If you're preparing to sell your iPhone, hand it down, or troubleshoot a stubborn software issue, you've probably landed on the Reset options buried in iPhone settings — and wondered exactly what each one does. The short answer is: it depends entirely on which type of reset you choose. Not all resets are equal, and some don't delete a single byte of your personal data.

The iPhone Has Multiple Reset Options — They're Not the Same

Apple uses the word "reset" loosely across iOS. Inside Settings → General → Transfer or Reset iPhone, you'll find a range of actions that vary dramatically in scope:

Reset OptionErases Personal Data?Removes Apps?Deletes Settings?
Erase All Content and Settings✅ Yes✅ Yes✅ Yes
Reset All Settings❌ No❌ No✅ Yes
Reset Network Settings❌ No❌ NoPartial (network only)
Reset Keyboard Dictionary❌ No❌ NoPartial
Reset Home Screen Layout❌ No❌ NoPartial
Reset Location & Privacy❌ No❌ NoPartial

The option most people mean when they ask "does resetting erase everything" is Erase All Content and Settings — and yes, that one does exactly what it says.

What "Erase All Content and Settings" Actually Does

This is the full factory reset. When you run it, your iPhone:

  • Deletes all photos, videos, messages, contacts, and app data stored locally on the device
  • Removes every installed app and its associated data
  • Wipes all accounts (Apple ID, email, social, banking apps)
  • Clears all saved passwords, Wi-Fi networks, and Bluetooth pairings
  • Restores the device to its original out-of-box software state

On modern iPhones with an A9 chip or later, the process works by discarding the encryption key that protects stored data. The files aren't manually overwritten — they're cryptographically rendered unreadable, making the wipe both fast and thorough. On older hardware, the process took longer because it involved more traditional overwriting methods.

After the erase completes, the iPhone behaves as if it just came out of the box: it asks for language, region, Wi-Fi, and whether to restore from a backup.

What Happens to iCloud Data

🔍 This is where a lot of confusion lives. iCloud data is not stored on your device — it lives on Apple's servers. Erasing your iPhone does not delete your iCloud Photos, iMessage history synced to iCloud, contacts, or notes stored in iCloud.

What the erase does do is sign your Apple ID out of the device, which removes the local synced copies of that data from the phone. Your iCloud account and its contents remain accessible from any other device you sign into.

However, if you've been storing data only locally — photos saved to the device but not backed up to iCloud, notes not synced to any account — that data is gone after an erase with no recovery path.

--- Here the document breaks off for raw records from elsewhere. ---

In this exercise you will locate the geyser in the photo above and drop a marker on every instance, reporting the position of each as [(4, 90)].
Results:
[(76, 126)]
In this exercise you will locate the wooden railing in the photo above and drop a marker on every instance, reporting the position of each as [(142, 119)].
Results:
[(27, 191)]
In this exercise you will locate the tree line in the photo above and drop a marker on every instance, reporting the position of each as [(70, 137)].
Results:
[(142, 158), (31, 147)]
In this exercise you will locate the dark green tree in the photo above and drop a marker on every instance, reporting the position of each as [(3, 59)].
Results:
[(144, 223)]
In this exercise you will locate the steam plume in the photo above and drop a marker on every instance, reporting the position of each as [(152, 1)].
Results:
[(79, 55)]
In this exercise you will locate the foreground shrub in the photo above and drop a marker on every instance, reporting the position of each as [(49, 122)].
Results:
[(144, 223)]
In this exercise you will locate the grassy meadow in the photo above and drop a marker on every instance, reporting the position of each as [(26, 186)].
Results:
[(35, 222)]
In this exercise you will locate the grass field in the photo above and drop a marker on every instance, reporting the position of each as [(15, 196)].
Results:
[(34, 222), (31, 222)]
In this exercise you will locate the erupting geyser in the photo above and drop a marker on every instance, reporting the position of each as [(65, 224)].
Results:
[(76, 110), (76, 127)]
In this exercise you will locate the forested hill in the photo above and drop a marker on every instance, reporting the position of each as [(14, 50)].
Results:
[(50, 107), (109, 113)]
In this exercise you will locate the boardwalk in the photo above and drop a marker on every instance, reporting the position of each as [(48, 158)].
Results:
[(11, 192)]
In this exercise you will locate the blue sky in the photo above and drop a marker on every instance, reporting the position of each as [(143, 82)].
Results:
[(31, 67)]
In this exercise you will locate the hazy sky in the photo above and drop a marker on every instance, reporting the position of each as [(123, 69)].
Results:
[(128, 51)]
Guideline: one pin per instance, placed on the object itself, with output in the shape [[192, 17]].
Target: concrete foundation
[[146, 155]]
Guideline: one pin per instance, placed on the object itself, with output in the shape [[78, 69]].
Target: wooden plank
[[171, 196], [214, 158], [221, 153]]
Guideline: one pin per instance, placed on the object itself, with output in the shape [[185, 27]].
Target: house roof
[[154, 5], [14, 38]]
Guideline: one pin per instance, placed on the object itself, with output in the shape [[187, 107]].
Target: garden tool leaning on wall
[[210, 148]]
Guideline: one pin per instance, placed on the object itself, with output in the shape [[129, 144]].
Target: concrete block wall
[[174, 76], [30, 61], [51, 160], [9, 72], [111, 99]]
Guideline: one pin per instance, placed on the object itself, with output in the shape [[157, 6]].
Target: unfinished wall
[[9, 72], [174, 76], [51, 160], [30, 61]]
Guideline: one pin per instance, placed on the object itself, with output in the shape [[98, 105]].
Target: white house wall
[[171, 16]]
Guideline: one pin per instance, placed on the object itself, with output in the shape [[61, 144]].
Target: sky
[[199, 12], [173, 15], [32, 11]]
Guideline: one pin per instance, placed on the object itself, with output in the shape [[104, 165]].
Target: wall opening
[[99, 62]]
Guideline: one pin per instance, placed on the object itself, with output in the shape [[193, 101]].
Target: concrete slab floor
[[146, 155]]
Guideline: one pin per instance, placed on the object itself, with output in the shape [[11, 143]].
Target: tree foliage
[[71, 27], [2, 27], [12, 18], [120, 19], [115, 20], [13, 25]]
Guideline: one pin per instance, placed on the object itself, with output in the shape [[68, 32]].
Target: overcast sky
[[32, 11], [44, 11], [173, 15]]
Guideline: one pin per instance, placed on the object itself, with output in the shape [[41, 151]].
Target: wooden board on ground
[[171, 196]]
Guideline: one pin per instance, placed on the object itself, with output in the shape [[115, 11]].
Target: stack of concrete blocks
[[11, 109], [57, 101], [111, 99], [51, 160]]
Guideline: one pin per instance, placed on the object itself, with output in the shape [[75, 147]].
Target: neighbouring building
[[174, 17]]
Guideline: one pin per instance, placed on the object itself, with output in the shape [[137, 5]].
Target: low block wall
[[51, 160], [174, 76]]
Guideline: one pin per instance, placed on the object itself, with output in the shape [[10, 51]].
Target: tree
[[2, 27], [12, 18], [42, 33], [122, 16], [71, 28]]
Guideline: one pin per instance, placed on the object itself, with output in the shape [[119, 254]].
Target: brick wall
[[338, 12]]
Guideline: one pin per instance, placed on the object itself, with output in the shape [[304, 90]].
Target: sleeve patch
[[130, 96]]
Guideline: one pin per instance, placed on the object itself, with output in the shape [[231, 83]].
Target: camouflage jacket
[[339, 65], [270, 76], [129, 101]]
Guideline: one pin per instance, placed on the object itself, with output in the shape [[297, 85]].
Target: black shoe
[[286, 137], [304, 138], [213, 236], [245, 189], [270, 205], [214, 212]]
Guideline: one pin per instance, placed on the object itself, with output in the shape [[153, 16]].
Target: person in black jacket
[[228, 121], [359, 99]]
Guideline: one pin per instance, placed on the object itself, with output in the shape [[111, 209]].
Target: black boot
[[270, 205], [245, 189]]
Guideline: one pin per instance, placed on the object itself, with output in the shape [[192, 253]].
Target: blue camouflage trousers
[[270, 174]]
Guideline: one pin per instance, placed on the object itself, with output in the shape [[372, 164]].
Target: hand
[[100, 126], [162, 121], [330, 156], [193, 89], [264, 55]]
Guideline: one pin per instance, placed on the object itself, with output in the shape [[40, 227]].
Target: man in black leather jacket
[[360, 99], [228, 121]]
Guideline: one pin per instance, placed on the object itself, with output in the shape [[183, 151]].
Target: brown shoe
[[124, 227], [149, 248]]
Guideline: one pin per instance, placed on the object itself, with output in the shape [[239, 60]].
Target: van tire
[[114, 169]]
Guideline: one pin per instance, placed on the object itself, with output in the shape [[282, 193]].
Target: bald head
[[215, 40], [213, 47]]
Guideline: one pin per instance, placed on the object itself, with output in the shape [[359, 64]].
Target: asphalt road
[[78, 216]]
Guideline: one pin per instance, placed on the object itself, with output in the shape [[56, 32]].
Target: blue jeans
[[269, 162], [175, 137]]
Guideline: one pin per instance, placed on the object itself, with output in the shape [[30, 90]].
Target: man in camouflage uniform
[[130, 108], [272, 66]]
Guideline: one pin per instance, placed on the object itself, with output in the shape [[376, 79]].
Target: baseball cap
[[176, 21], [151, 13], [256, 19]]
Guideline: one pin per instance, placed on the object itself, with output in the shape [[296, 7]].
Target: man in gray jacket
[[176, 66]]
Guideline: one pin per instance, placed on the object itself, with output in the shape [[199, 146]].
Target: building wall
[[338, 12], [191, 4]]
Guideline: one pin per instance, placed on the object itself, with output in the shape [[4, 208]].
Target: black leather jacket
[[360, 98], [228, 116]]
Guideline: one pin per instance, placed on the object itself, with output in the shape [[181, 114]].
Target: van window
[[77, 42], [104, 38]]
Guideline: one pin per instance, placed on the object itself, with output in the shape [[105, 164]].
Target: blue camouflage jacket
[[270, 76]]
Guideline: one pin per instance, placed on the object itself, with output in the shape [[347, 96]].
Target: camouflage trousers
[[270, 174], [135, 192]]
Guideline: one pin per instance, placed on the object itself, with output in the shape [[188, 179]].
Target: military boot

"Reset All Settings" — The One That Confuses People Most

Reset All Settings is frequently misunderstood. It sounds drastic, but it doesn't touch your personal data at all. What it does:

  • Reverts display brightness preferences, notification settings, accessibility configurations, and privacy toggles to defaults
  • Clears saved Wi-Fi passwords and VPN configurations
  • Resets keyboard shortcuts and wallpaper choices

Your photos stay. Your apps stay. Your files stay. This reset is often used as a troubleshooting step when an iPhone is behaving oddly — it eliminates misconfigured settings as a variable without nuking your data.

Variables That Affect What You Lose

Several factors determine whether a reset has the outcome you're expecting:

Backup status — If your iPhone is fully backed up to iCloud or iTunes/Finder before you erase, you can restore everything afterward. If it isn't, the personal data on that device is gone.

iCloud sync settings — Users who have Photos, Contacts, and Messages syncing to iCloud continuously lose very little in practice. Users who have sync turned off are working with data that exists only on the device.

iOS version — The exact steps and wording for reset options have shifted slightly across iOS versions (iOS 15 reorganized these menus significantly). The underlying functions remain consistent, but the navigation path differs.

Activation Lock — Erasing a device doesn't automatically disable Activation Lock. If your Apple ID is still associated with the device after a reset, the next person to set it up will be asked for your Apple ID credentials. For device sales or transfers, you need to sign out of your Apple ID before or during the erase process.

Third-party app data — Some apps store data in their own cloud accounts (WhatsApp backups to Google Drive or iCloud separately, for example). That data persists independently of the iPhone reset. Other apps store everything locally — that data doesn't.

The Spectrum of Reset Scenarios 🔄

Someone resetting their own iPhone to fix a software glitch, who has iCloud backup enabled, is in a very different situation than someone preparing to sell a device with sensitive financial apps and no recent backup. A parent handing a phone to a child, a business wiping a company-owned device, and a user trying to free up storage space all have meaningfully different needs — and the "right" reset option, and the right preparation steps before triggering it, shifts accordingly.

How much risk a reset carries — and which reset option actually serves the goal — comes down to what's on the device, what's backed up, where that backup lives, and what state the device needs to be in afterward. Those details sit with whoever is holding the phone.